Telling

The cashier at Trader Joe's who asks, How was your week? Do you say, Well, I had my first MRI, and I'm going to find out if I have cancer in my second breast?

The good friend of a good friend you run into who asks how you are, and you say, OK, and then , Well, I was diagnosed with breast cancer. She says she'll do whatever she can, but there's really no reason because you haven't been in touch and though she means well she doesn't drive. But you didn't want to lie to her and say, I'm OK, I'm fine, and let it go at that. Because, you said, your mutual friend might have told her already, though you know that he is the ultimate in discreet.

The barrista you see every day who says, What's new? How are you doing?
The neighbor who says, How are you?
Everyone who says, How are you? The ones who know and still ask, How are you? How are you? You don't know.

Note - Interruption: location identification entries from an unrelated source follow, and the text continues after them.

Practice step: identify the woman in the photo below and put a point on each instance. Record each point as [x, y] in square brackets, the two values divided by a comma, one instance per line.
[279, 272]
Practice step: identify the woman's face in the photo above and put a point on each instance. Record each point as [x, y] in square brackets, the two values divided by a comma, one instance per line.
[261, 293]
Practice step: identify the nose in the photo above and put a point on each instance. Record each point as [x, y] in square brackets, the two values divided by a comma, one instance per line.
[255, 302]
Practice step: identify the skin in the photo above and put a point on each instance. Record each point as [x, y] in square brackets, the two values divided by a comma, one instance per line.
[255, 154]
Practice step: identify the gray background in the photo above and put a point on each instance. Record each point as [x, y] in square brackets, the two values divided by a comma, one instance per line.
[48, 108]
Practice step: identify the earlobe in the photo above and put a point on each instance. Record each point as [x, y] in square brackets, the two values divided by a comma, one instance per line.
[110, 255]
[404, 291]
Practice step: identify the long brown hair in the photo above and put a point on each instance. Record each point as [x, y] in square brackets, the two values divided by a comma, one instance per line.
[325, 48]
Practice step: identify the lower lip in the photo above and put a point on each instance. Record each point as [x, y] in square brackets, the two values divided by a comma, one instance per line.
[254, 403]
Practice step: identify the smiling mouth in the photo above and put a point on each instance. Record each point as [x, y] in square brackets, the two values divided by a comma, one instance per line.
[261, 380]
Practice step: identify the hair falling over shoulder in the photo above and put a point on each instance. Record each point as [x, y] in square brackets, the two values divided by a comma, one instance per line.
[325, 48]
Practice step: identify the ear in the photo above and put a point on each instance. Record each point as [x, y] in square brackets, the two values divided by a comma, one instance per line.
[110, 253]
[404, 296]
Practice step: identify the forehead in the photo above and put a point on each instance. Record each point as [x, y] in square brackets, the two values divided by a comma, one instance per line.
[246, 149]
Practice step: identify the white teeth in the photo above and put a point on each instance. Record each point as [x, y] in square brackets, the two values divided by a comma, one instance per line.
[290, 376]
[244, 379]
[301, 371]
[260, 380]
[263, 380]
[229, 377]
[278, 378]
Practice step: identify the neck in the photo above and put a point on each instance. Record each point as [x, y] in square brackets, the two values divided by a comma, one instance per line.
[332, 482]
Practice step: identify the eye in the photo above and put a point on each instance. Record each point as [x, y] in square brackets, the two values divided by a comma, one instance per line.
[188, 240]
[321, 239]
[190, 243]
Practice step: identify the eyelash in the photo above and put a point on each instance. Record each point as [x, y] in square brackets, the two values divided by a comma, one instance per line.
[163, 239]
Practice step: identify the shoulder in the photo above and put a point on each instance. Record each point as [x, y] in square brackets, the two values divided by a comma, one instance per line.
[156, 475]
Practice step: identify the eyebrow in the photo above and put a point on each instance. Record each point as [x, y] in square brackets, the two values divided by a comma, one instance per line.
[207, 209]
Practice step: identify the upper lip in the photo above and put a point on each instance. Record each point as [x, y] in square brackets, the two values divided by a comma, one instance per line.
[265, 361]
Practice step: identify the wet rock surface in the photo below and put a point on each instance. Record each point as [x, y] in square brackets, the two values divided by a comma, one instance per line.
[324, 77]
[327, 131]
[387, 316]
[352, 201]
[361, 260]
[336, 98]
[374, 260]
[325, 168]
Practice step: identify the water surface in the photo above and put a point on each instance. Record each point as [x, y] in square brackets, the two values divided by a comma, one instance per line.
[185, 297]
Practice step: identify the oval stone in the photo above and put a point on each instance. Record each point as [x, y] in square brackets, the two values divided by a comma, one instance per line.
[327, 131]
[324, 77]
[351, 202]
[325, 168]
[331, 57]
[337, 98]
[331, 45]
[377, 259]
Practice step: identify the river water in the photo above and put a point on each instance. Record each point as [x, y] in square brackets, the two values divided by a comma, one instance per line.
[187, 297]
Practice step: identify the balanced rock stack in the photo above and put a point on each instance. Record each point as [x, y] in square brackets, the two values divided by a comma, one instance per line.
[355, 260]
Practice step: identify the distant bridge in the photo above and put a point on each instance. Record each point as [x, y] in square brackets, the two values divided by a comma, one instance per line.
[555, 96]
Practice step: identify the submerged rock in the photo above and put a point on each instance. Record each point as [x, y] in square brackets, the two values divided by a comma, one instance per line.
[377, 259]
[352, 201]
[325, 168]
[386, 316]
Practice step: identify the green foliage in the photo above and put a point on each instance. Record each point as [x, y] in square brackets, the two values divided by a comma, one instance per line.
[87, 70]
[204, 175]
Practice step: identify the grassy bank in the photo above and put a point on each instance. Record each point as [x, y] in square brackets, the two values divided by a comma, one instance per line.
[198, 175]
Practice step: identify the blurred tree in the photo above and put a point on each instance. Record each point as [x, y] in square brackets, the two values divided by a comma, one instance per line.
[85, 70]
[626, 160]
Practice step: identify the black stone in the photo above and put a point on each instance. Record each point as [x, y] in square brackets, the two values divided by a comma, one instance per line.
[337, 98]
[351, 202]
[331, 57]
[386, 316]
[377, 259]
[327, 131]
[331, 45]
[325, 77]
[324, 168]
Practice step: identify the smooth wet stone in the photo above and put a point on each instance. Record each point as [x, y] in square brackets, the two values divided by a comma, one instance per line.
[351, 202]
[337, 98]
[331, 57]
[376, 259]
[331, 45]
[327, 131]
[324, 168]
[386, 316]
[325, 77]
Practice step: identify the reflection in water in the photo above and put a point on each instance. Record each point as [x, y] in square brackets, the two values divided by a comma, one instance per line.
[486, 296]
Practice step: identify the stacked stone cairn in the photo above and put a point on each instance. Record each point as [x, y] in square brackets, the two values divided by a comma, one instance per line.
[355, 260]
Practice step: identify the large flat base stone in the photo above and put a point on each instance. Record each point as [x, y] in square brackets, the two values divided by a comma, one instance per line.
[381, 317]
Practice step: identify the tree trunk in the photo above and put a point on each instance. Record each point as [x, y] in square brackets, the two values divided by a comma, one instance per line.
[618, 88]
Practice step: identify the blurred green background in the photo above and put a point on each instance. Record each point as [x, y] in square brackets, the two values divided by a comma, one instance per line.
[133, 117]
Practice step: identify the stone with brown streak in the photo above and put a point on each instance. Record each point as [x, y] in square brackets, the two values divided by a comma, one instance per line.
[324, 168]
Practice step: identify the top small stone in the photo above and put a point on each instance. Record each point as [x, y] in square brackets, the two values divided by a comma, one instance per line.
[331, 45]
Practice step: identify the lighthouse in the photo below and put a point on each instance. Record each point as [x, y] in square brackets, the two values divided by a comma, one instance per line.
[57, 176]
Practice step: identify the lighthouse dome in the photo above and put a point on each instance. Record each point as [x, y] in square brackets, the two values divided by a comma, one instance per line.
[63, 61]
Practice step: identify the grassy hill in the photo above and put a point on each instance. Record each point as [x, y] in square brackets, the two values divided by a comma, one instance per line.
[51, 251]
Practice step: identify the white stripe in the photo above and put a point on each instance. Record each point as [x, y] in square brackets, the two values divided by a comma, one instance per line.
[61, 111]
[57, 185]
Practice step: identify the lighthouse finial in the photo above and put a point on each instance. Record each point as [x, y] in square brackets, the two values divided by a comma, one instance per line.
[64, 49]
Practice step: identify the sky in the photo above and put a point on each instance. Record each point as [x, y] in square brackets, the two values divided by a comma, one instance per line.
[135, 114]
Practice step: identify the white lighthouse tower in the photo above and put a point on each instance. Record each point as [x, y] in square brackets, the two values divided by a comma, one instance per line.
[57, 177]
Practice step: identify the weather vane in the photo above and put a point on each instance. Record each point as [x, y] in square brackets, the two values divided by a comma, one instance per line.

You think you're OK. You consider this the calm before the storm. The time when you are still intact, with your still-perky breasts and sticking-out nipples that will probably be gone gone gone down some swirl of medical waste.
The time when you have little slits and scabs on your breasts from the core biopsies, the time when you say, My breast has a black eye, knowing from your teaching that you are employing an indirect metaphor. The time when you think about telling. You email this person and that, you know that this person will tell this one, you think of ways to keep from springing it on people. What you write on the subject line of emails: Me. Bad News.
You tell your yoga teacher that you won't be able to lie on your stomach tonight because of your biopsy and she says, Oh, but everything's OK, right? and you say, Not really. There was a tall blond chiropractor who was in the yoga class after yours, she was known as the yoga goddess because she was so lithe, and then she had cancer and poof she died. It went to her brain. You suggested naming the yoga room after her but it became clear that rooms were named only after people who donated money.

But this is about not telling. About not telling D, D, your ex-best-friend, who you used to call every morning at 10 to share dreams. Actual dreams. As in, Last night I dreamed that... You shared the other dreams, too. They were the same: to be famous writers. Instead both of you were bitter, obscure writers fighting for the same things: publication, jobs, and over the years you brought out the worst in one another.

Do you tell D? But you're not dying. If you were dying, would you tell D? What would you tell her? That you are dying. Hello, is that you, I'm dying. What should we do? Will you have to be nice to me now? Which isn't fair. There was tension between the two of you, she was impatient, you were resentful, she was resentful, you wanted too much of the same things, you both had a scarcity mentality, thinking the world was not big enough to give both of you what you wanted.

Her mother died and you heard about it from a friend, and you sent her a note. And she wrote about losing her mother and you were jealous, really, that she had it published. Because every piece in every magazine must be written by you, and you alone, and every book written must be written by you alone, because there is not enough, never enough. And every time you think you're ready to talk to her you feel that squeeze, that never-enough-she-doesn't-deserve-anything squeeze inside you.

How could the Belief-O-Matic say you are much like a Buddhist when you have so much raw and deep resentment and not-enoughness in you? Where is your acceptance of life as suffering? where is your compassion and how will you cultivate it?